Home > Other > A Shot at Nothing > Page 10
A Shot at Nothing Page 10

by Roger Ormerod


  ‘Perhaps we’ll meet again,’ she murmured.

  She was a woman who needed a confidante, preferably a stranger. Already, she’d confided more to me than she would have done to a local friend.

  Then she nodded, and strode away down the slope. I watched her go, to become a small moving doll, before I turned to Oliver.

  ‘Do you want children, Oliver?’

  He looked startled. ‘Well…I suppose.’

  ‘Little Ollies running around?’

  ‘I’d never be able to handle them, with my dicky arm,’ he suggested hopefully.

  ‘Nonsense. Nine months from now your arm will be a hundred per cent.’

  ‘From now?’

  ‘A figure of speech, Oliver. I wonder how far he could throw a shotgun.’

  ‘What?’

  ‘Just a thought. This wonder-man, Glenn Thomas…I wonder if he could throw a shotgun as far as Harris Steadman obviously could.’

  He got to his feet. ‘Now what’re you thinking?’

  I put out a hand. He took it with his left and hauled me up. I was suddenly aware of the clack of mallet against ball behind us, and cries of triumph.

  ‘One shotgun is missing, Oliver,’ I explained. ‘You must’ve realised that we can’t just dismiss it. There was one extra shot, too. So it could be important. Obviously, the police—’

  ‘That includes me, Phil. Remember? I was here, that night.’

  ‘You were the very first here.’

  I was flapping at my slacks, though at this top edge of the field the grass had grown lush and thick, right up to the nodding overhang of the rhododendrons, so there’d been no dust.
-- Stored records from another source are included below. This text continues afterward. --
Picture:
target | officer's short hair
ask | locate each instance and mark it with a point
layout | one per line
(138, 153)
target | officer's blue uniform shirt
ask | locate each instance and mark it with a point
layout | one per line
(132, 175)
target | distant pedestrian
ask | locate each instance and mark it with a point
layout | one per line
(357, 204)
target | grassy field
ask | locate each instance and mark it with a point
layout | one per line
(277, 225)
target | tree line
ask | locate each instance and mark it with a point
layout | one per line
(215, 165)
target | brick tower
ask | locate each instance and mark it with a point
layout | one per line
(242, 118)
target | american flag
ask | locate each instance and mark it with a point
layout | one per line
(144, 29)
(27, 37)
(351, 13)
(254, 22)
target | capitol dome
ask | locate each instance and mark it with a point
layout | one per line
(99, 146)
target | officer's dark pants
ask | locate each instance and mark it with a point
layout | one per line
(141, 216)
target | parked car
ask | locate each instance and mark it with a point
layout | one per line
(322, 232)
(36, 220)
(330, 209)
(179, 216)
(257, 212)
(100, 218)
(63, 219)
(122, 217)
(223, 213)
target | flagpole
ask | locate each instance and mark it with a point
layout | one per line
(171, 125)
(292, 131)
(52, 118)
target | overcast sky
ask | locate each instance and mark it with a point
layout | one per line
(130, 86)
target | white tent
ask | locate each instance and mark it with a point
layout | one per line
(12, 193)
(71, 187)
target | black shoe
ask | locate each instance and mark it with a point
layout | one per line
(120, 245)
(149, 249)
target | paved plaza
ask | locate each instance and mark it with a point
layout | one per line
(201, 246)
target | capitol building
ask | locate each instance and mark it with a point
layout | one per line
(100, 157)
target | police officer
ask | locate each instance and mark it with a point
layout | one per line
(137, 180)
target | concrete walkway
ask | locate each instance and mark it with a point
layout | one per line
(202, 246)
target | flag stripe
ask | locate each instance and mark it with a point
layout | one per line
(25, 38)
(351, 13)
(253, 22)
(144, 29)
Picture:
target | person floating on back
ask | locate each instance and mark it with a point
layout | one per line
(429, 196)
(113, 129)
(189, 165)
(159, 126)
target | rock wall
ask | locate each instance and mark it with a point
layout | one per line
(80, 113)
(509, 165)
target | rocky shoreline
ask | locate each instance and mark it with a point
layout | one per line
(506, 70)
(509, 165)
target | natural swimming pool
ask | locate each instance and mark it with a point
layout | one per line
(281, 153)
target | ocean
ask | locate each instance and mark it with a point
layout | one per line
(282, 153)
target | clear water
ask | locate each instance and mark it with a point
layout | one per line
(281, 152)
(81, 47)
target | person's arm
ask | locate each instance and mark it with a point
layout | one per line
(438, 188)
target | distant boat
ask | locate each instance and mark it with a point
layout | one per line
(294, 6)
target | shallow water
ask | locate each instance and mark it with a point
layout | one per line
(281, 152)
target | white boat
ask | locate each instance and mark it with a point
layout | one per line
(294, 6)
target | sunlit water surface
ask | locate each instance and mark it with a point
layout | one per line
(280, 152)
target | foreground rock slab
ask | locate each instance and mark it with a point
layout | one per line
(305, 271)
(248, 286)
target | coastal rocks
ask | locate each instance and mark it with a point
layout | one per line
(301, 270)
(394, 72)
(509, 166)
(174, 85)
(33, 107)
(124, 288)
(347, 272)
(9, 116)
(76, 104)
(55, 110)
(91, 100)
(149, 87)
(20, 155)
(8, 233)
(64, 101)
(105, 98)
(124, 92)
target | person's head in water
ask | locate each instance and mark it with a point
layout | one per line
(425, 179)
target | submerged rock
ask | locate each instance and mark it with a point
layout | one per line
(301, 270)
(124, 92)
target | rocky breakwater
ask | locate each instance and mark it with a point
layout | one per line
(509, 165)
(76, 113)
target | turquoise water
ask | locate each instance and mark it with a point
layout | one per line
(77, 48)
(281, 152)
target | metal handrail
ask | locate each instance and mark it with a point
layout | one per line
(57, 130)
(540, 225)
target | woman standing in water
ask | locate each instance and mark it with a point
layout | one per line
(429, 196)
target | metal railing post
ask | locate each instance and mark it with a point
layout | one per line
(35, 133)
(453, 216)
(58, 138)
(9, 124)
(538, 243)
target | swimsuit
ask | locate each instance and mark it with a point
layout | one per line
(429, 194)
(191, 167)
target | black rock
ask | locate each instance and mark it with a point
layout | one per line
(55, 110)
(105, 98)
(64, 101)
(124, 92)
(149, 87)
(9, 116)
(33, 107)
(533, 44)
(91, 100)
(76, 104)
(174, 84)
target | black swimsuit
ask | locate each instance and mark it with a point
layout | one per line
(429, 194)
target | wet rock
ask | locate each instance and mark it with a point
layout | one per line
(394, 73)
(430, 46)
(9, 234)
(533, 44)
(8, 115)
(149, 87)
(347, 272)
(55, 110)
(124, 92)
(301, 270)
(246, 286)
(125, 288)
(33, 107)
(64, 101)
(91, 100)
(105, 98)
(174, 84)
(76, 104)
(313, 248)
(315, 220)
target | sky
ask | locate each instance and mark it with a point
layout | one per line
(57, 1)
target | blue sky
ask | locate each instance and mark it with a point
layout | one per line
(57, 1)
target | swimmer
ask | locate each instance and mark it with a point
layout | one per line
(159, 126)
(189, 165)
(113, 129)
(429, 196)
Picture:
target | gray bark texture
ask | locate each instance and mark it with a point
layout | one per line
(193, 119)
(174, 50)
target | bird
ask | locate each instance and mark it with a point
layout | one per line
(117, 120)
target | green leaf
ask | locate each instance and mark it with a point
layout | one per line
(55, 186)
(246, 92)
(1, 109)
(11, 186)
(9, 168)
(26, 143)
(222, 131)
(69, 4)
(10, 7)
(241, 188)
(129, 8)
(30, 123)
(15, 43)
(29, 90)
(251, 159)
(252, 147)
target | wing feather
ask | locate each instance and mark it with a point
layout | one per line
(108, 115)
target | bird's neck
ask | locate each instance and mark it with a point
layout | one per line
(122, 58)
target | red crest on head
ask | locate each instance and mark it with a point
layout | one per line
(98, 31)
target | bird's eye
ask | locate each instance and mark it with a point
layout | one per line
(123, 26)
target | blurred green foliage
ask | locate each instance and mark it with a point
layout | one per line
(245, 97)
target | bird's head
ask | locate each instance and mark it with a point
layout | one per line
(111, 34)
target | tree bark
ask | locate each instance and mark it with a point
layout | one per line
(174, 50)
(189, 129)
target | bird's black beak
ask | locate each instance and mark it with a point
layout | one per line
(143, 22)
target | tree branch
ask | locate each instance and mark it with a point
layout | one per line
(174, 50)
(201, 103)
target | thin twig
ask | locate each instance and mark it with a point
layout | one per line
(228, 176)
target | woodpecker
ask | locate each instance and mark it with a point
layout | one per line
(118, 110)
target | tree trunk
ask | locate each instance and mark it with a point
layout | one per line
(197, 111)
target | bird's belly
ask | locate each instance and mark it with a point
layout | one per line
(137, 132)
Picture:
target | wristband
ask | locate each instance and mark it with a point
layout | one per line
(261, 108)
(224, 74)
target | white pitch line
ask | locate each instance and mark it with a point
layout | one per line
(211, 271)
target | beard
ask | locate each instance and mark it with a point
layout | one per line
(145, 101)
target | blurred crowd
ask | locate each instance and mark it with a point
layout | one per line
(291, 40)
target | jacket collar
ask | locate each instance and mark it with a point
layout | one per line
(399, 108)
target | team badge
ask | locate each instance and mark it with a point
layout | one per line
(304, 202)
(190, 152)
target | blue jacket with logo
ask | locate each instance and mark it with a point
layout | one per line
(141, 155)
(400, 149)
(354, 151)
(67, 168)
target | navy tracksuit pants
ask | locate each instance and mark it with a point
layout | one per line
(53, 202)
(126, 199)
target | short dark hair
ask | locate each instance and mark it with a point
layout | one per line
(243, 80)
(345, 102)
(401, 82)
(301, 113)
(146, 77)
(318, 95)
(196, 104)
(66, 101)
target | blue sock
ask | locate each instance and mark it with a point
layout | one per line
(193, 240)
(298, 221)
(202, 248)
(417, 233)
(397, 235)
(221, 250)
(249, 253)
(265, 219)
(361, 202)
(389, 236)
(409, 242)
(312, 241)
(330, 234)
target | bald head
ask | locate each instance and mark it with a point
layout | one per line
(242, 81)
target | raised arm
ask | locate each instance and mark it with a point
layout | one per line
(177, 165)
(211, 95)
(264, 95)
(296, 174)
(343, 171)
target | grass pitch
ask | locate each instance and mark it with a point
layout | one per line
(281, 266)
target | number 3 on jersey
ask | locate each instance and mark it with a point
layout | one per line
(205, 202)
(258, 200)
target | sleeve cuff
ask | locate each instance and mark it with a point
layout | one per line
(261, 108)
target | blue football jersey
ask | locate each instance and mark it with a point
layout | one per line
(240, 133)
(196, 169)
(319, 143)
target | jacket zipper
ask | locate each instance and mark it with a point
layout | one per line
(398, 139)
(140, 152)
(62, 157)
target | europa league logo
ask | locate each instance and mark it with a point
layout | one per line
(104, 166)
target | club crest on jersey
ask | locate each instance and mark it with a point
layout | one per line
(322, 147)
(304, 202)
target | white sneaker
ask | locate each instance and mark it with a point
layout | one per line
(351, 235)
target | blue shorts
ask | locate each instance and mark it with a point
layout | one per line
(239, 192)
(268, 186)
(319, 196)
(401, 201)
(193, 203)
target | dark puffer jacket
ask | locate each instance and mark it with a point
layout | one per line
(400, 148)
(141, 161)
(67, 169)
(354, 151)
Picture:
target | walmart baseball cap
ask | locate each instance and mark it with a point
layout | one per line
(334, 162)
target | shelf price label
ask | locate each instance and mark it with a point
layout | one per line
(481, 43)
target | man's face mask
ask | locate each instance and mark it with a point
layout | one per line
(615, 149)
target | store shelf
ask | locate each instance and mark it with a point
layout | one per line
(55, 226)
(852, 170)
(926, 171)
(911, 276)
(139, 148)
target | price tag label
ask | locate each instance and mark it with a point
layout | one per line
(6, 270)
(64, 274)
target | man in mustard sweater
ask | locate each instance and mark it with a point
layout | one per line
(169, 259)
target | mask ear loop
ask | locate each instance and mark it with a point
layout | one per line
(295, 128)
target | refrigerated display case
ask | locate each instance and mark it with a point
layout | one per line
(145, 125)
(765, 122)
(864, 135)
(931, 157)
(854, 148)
  ‘I was in on the search, Phil, if that’s what you mean. Once Clare had come out with the basic story, the super—he was there by that time—got us to collecting all the guns from the lawn. That was absolutely necessary, because poor Clare was close to hysteria, almost fighting to get out there and collect ‘em up herself. And damn it, she’d have been capable of it, though she was close to a nervous and physical collapse. So the super gave her a solemn promise he’d have all the guns collected from the lawn. As he’d have done, anyway. They were part of the evidence.’

  ‘So you searched?’

  ‘A whole squad of us. We’d got a bit more light laid on by that time…and I heard that another team came on when it was daylight, and they searched too. So we can’t have missed one. All this, you understand, was routine, not simply to satisfy Clare that we’d got all her guns safe inside. Just tidy procedure. And we did get ‘em all, Phil. After all, the grass wasn’t long. They couldn’t very well hide in it.’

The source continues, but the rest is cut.